ためしに近くの薬局にいってみると「システイン」は置いていましたが、「Nアセチルシステイン」は置いていませんでした。 これはいけません。 システインもグルタチオンも消化吸収のプロセスや肝臓を通るときにすっかり無力化されてしまって、大部分はほとんど役に立たなくなるためです。 この点、Nアセチルシステインは肝臓を通って「システイン」になるので、無駄なく身体の中にシステインを増やせるというわけです。
で、この「Nアセチルシステイン」ですが、まずはネズミなどの動物実験で、麻薬、アルコール、ニコチン、などの自己摂取を減らす傾向があることが知られていました。
じゃあ、人間ならどうなのだろうと、LaRowe先生たちは、コカイン中毒で入院してきた患者さんに使ってみたところ、コカインを渇望する気持ちがだいぶ減ったことを報告しています。

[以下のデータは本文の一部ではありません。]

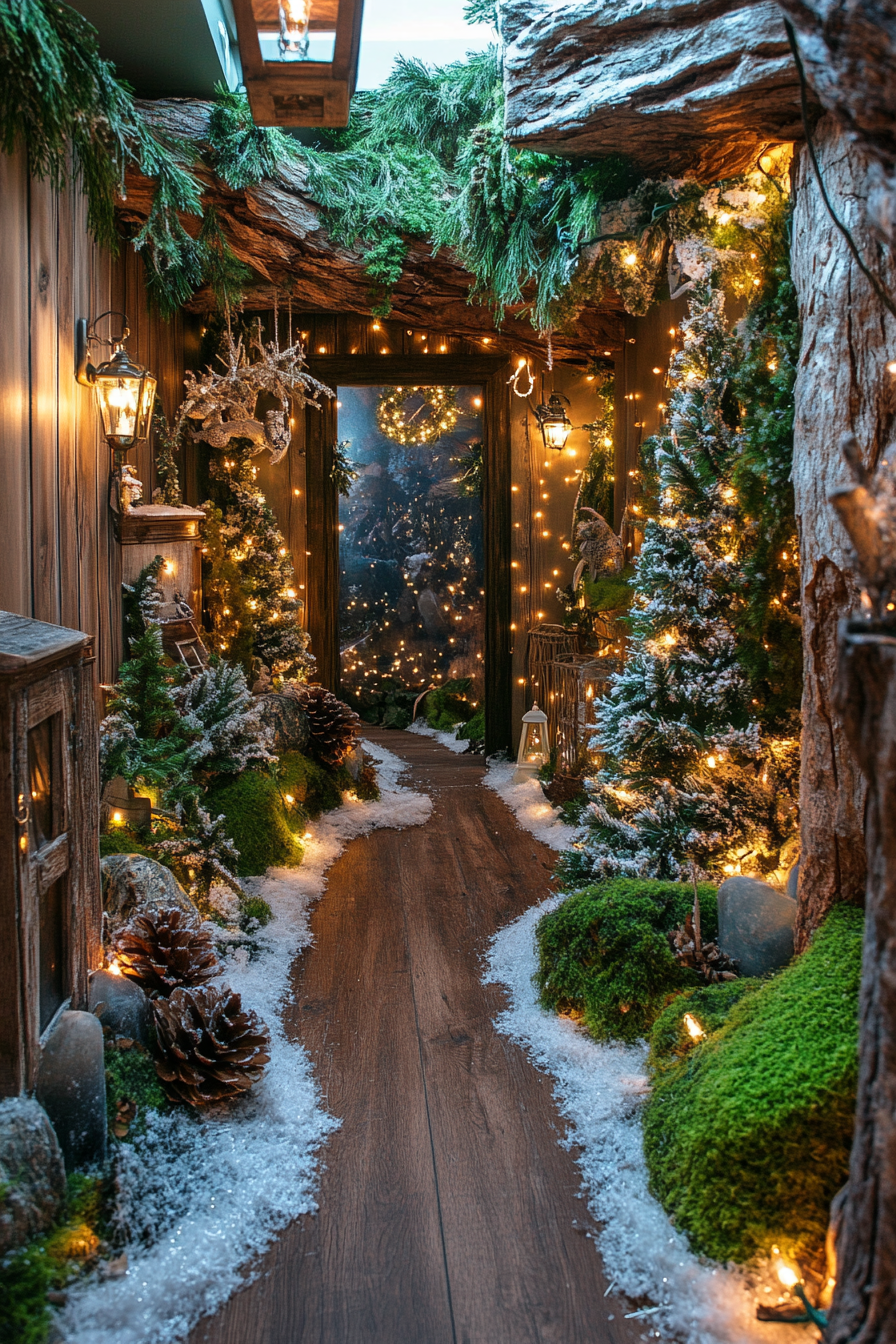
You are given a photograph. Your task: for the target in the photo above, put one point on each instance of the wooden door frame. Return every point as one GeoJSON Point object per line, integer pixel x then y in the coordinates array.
{"type": "Point", "coordinates": [488, 371]}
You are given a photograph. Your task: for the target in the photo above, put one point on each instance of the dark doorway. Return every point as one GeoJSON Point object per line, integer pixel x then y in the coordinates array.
{"type": "Point", "coordinates": [333, 624]}
{"type": "Point", "coordinates": [411, 612]}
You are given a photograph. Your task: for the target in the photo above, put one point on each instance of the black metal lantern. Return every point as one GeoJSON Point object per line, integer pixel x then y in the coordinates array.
{"type": "Point", "coordinates": [554, 422]}
{"type": "Point", "coordinates": [125, 390]}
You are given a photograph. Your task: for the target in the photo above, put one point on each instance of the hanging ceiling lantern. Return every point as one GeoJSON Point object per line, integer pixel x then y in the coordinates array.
{"type": "Point", "coordinates": [300, 59]}
{"type": "Point", "coordinates": [554, 422]}
{"type": "Point", "coordinates": [125, 390]}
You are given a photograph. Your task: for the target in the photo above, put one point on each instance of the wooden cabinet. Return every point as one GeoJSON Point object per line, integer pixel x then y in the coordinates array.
{"type": "Point", "coordinates": [50, 897]}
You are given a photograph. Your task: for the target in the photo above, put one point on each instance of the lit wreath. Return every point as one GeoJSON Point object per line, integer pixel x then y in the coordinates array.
{"type": "Point", "coordinates": [395, 425]}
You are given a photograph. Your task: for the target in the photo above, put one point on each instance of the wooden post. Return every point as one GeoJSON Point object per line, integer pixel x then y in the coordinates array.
{"type": "Point", "coordinates": [864, 1308]}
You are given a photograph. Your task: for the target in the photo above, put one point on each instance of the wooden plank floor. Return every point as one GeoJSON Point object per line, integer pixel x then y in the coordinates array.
{"type": "Point", "coordinates": [448, 1210]}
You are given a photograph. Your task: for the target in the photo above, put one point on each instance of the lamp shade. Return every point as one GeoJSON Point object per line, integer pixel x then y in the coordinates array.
{"type": "Point", "coordinates": [554, 422]}
{"type": "Point", "coordinates": [533, 739]}
{"type": "Point", "coordinates": [125, 395]}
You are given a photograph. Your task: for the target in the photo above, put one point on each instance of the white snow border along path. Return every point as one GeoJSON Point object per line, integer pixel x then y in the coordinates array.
{"type": "Point", "coordinates": [204, 1195]}
{"type": "Point", "coordinates": [448, 739]}
{"type": "Point", "coordinates": [599, 1090]}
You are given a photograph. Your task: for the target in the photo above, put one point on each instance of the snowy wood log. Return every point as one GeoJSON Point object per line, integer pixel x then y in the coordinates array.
{"type": "Point", "coordinates": [842, 387]}
{"type": "Point", "coordinates": [699, 86]}
{"type": "Point", "coordinates": [849, 51]}
{"type": "Point", "coordinates": [277, 229]}
{"type": "Point", "coordinates": [864, 1307]}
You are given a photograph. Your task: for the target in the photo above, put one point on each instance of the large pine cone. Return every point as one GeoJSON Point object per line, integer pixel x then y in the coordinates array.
{"type": "Point", "coordinates": [164, 949]}
{"type": "Point", "coordinates": [332, 726]}
{"type": "Point", "coordinates": [707, 958]}
{"type": "Point", "coordinates": [210, 1046]}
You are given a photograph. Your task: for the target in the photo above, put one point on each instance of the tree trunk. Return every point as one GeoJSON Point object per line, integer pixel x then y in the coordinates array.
{"type": "Point", "coordinates": [842, 386]}
{"type": "Point", "coordinates": [864, 1309]}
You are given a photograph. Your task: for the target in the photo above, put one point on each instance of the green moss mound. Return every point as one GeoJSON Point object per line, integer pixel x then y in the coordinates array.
{"type": "Point", "coordinates": [747, 1136]}
{"type": "Point", "coordinates": [265, 825]}
{"type": "Point", "coordinates": [605, 953]}
{"type": "Point", "coordinates": [449, 704]}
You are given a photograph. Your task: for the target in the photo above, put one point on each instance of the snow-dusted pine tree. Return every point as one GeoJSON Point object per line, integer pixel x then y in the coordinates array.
{"type": "Point", "coordinates": [687, 774]}
{"type": "Point", "coordinates": [253, 597]}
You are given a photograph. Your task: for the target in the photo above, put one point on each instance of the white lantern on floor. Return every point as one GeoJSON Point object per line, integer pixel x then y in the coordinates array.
{"type": "Point", "coordinates": [533, 742]}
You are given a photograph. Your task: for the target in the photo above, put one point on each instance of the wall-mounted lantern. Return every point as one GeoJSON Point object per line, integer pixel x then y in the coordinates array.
{"type": "Point", "coordinates": [125, 390]}
{"type": "Point", "coordinates": [533, 743]}
{"type": "Point", "coordinates": [300, 59]}
{"type": "Point", "coordinates": [554, 422]}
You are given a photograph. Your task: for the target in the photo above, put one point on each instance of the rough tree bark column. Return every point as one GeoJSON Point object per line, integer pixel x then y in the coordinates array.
{"type": "Point", "coordinates": [842, 386]}
{"type": "Point", "coordinates": [864, 1309]}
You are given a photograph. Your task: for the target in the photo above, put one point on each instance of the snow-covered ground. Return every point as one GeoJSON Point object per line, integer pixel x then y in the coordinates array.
{"type": "Point", "coordinates": [204, 1195]}
{"type": "Point", "coordinates": [528, 804]}
{"type": "Point", "coordinates": [448, 739]}
{"type": "Point", "coordinates": [599, 1089]}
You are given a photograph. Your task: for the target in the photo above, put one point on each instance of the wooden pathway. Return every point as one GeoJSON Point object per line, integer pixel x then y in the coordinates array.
{"type": "Point", "coordinates": [448, 1210]}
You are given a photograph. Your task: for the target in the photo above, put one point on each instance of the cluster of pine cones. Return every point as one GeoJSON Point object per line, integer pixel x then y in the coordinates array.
{"type": "Point", "coordinates": [332, 726]}
{"type": "Point", "coordinates": [210, 1047]}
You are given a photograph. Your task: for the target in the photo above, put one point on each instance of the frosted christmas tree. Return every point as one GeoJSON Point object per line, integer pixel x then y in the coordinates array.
{"type": "Point", "coordinates": [687, 776]}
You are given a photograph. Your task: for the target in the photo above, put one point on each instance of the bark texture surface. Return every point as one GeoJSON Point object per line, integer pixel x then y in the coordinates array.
{"type": "Point", "coordinates": [842, 386]}
{"type": "Point", "coordinates": [864, 1309]}
{"type": "Point", "coordinates": [677, 85]}
{"type": "Point", "coordinates": [277, 229]}
{"type": "Point", "coordinates": [849, 53]}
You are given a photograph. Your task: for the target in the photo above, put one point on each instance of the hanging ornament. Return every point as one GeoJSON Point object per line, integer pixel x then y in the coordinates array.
{"type": "Point", "coordinates": [226, 402]}
{"type": "Point", "coordinates": [434, 417]}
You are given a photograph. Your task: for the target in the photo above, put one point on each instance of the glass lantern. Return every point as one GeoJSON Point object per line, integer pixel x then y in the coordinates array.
{"type": "Point", "coordinates": [125, 395]}
{"type": "Point", "coordinates": [533, 741]}
{"type": "Point", "coordinates": [554, 422]}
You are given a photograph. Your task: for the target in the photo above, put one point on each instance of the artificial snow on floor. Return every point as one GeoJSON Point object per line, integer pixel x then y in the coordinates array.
{"type": "Point", "coordinates": [599, 1089]}
{"type": "Point", "coordinates": [203, 1195]}
{"type": "Point", "coordinates": [448, 739]}
{"type": "Point", "coordinates": [528, 804]}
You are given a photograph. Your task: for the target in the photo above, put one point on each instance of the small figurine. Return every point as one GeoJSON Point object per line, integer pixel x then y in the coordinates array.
{"type": "Point", "coordinates": [130, 491]}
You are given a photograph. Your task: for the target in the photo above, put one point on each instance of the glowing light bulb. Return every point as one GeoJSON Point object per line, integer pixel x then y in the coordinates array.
{"type": "Point", "coordinates": [695, 1030]}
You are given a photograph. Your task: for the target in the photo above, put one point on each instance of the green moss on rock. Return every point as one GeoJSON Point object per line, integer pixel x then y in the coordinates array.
{"type": "Point", "coordinates": [603, 953]}
{"type": "Point", "coordinates": [262, 823]}
{"type": "Point", "coordinates": [747, 1136]}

また、Gray先生たちは大麻依存の思春期・青年期の患者に使って見たところ、やはり大麻の使用が減り、大麻断ちが成功する確率が上がりました。
さらに、Grant先生たちは、病的嗜癖の一種ともとれる抜毛症trichotillomaniaの患者に使ってみたところ、抜毛症の症状が減る傾向がありました。
(もっとも、以上の研究で使われたNアセチルシステインは1日量1200mg〜2400mgとかなり大目に使っています。)
いわば、「ただのサプリメント」なので、副作用はろくにありません。 そしてこの効果です。 これは一体???
興味深いのは、では他の病的嗜癖・依存症はどうなのか? タバコは? 過食症などの摂食障害は? 過食による肥満は? ギャンブル依存は?
残念ながら、まだそこまではちゃんとした研究がなされていないようでした。
参考書:
(1) LaRowe SD, et al. Is cocaine desire reduced by N-acetylcysteine? Am J Psychiatry, 2007; 164: 1115-1117.
(2) Grant JE, et al. N-acetylcysteine, a glutamate modulator, in the treatment og trichotillomania. Arch Gen Psychiatry, 2009; 66: 756-763.
(3) Gray KM, et al. A double-blind randomized controlled trial of N-acetylcysteine in cannabis-dependent adolescents. Am J Psychiatry, 2012; 169: 805-812.
(4) Dean O, et al. N-acetylcysteine in psychiatry : current therapeutic evidence and potential mechanisms of action. J Psychiatry Neurosci, 2011; 36: 78-86.